Horan lays out case against Malvo

Sitting silently and sometimes resting his head on the table as if bored, teen sniper suspect John Lee Malvo listened Tuesday to evidence introduced against him by Fairfax County prosecutors in their first step to secure a conviction and death penalty in his capital murder case.

The preliminary hearing will allow a Fairfax County Juvenile and Domestic Relations Court judge to decide whether there is enough evidence for a case to go forward to a grand jury for possible indictment.

A number of shootings have three common denominators: all victims were shot in ambush, all were killed by a rifle and all were killed by the same rifle, Fairfax County Commonwealth’s Attorney Robert F. Horan Jr. said.

The intention of the killing spree was to intimidate the government into paying a $10 million ransom, Horan said. Police officials discovered the ransom note, which was tacked to a tree in a clear plastic bag with a cartoon character drawn on it, outside the Ponderosa Steakhouse in Ashland on Oct. 19, Horan added.

In calling 10 witnesses and introducing evidence never before seen publicly, Horan tried to establish that Malvo was the primary shooter in the October shootings that terrorized people in the mid-Atlantic region for nearly three weeks.

Malvo, 17, is charged in the Oct. 14 slaying of FBI analyst Linda Franklin in the parking garage of a Home Depot in the Falls Church area of Fairfax County. The Franklin case is connected to the Oct. 19 shooting in Ashland and the fatal Oct. 22 shooting of Montgomery County bus driver Conrad Johnson, Horan said. Malvo and the other three shootings also have been connected with the Oct. 9 slaying of Dean Harold Meyers at a Sudley Road Sunoco near Manassas, Horan said.

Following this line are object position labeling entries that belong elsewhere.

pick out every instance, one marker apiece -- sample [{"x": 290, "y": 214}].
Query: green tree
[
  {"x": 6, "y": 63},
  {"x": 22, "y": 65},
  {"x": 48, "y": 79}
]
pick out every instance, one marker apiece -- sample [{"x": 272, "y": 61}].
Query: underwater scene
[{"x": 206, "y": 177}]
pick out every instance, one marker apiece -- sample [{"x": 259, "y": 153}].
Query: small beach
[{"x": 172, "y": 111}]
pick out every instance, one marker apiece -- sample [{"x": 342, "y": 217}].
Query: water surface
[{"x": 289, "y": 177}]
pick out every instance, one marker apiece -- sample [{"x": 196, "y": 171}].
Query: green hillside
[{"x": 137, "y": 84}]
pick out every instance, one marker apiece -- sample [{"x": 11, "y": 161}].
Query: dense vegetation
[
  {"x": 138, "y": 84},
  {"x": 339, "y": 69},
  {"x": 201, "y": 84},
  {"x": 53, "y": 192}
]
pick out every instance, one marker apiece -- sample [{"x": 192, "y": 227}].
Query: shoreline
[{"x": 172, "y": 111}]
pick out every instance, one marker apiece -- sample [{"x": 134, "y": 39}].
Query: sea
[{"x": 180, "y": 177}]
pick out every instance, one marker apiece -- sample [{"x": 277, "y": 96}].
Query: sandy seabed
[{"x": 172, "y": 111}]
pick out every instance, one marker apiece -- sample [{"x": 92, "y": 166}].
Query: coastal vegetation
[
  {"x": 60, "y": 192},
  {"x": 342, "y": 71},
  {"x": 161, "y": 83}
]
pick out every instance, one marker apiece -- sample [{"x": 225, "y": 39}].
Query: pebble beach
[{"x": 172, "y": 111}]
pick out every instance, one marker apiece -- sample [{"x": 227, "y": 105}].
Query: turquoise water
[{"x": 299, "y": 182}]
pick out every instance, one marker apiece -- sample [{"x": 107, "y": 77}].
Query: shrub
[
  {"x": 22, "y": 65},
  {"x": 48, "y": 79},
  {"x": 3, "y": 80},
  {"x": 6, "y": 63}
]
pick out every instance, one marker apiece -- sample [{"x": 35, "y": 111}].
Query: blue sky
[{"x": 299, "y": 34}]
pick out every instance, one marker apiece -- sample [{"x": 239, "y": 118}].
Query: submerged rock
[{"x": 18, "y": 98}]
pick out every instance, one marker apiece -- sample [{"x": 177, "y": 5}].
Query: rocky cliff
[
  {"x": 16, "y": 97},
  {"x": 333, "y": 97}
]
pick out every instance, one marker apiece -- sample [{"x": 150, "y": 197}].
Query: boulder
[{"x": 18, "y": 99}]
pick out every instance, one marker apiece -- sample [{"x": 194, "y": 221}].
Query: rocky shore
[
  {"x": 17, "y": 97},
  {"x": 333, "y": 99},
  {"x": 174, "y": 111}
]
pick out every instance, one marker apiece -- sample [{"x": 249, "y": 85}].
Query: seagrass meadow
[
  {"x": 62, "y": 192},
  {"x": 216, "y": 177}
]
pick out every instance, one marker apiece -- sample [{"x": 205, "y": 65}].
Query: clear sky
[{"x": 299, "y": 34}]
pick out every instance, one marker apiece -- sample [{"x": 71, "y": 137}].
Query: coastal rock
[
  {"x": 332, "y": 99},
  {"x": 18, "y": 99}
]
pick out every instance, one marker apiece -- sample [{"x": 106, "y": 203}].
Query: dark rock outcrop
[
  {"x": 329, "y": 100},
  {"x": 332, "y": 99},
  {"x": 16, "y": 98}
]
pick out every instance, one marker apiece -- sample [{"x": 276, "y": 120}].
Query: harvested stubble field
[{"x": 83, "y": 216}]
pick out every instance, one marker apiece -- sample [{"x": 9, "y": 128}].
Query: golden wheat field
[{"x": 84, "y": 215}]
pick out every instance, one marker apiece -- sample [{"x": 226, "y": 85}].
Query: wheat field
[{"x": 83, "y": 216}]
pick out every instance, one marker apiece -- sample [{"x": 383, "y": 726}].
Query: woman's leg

Franklin was not working the sniper case. Her husband William testified that he heard something that sounded like a bang while he was trying to get a shelf into his 1991 Mercury after he and Franklin shopped for two hours. He looked toward his wife and saw her lying with a gunshot wound to the head. He then went to her side, put one hand on her leg and one on her hip.

Officer Jeff Miller, a Fairfax County Police forensic investigator said the .223 caliber bullet entered the left side of Franklin’s head between her hairline and temple. In fragmented pieces, it exited above her eye, causing severe brain and tissue injuries. Prosecutors said the rifle connected to those fragments only has Malvo’s fingerprints on it.

Near the plastic bag found in Ashland was a Cinnaraisins box with Malvo’s prints on it, Horan said. An ADC map of Baltimore city and county was found near the scene of the Manassas shooting. According to prosecutors, fingerprints from that map were matched to both Malvo and Muhammad.

Lead bullet fragments and copper jackets, which are the back tip of a bullet, were found at the scene of many of the shootings and turned over to the Bureau of Alcohol, Tobacco and Firearms, according to many witnesses — one of whom was a crime scene investigator from the Prince William County Police Department.

Malvo and his psuedo-caretaker John Allen Muhammad are accused in 18 shootings — of which 13 were fatal — in a total of five states and Washington, D.C. Muhammad is being tried for Meyers’ murder in Prince William County.

Defense attorneys asked each witness who was at a shooting scene whether they saw Malvo, a white van or box truck or the blue Chevrolet Caprice that Malvo and Muhammad were arrested in. The Caprice had a cup-sized hole bored out in the back, allowing shooters to fire from the trunk, law enforcement officials have said.

Malvo, who turns 18 in February, is due back in court today for the rest of his hearing.